Runaway breakdown occurs when a cosmic-ray particle hits air molecules in the atmosphere, knocking loose high-energy electrons. As these ejected electrons collide with other air molecules, they generate more runaway electrons as well as x-rays and gamma rays, resulting in an avalanche of energetic particles that tears through the cloud. According to the Gurevich model, this cascade is the catalyst that sparks a lightning bolt.

We know that runaway breakdown does work for the low-level electric fields inside thunderstorms. From observing big bursts of x-rays and gamma rays shooting out of thunderstorms, we also know that it sometimes happens right before lightning strikes. But skepticism still surrounds the cosmic-ray proposal. (Some theories, in fact, involve runaway breakdown spurred by other sources.) The main stumbling block arises because lightning must form a conductive channel to propagate. This channel, extremely hot and just a few centimeters in width, acts like a metal wire, allowing tremendous electric currents to flow through.

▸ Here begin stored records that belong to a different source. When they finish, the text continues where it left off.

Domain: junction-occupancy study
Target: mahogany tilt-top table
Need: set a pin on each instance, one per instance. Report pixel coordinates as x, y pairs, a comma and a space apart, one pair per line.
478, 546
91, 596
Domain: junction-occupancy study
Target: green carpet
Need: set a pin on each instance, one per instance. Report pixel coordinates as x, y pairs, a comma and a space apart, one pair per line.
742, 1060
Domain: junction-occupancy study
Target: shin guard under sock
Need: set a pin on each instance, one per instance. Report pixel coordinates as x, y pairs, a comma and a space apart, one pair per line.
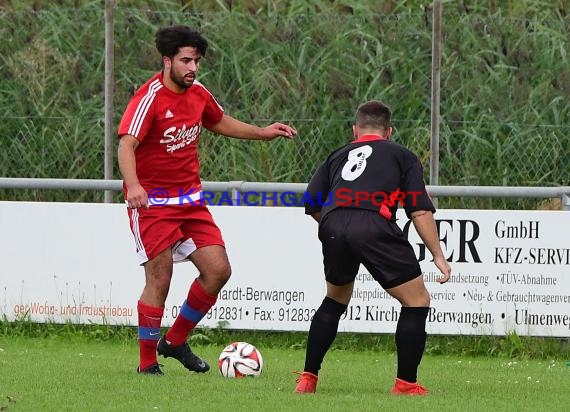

It remains unclear how a large, diffuse discharge produced by cosmic-ray-induced runaway breakdown would result in such a narrow, hot channel.

How do three tiny bones amplify sound into the inner ear?—P. Madsen, Brooklyn, N.Y.

Douglas E. Vetter, assistant professor of neuroscience at the Tufts University Sackler School of Graduate Biomedical Sciences, replies:

The hammer, anvil and stirrup bones of the middle ear—also known as the malleus, incus and stapes, respectively, and as ossicles, collectively—are arranged in a lever system. Their leveraging capabilities, combined with the concentration of vibration energies from the larger eardrum to the much smaller stirrup, efficiently transmit the forces that allow us to hear.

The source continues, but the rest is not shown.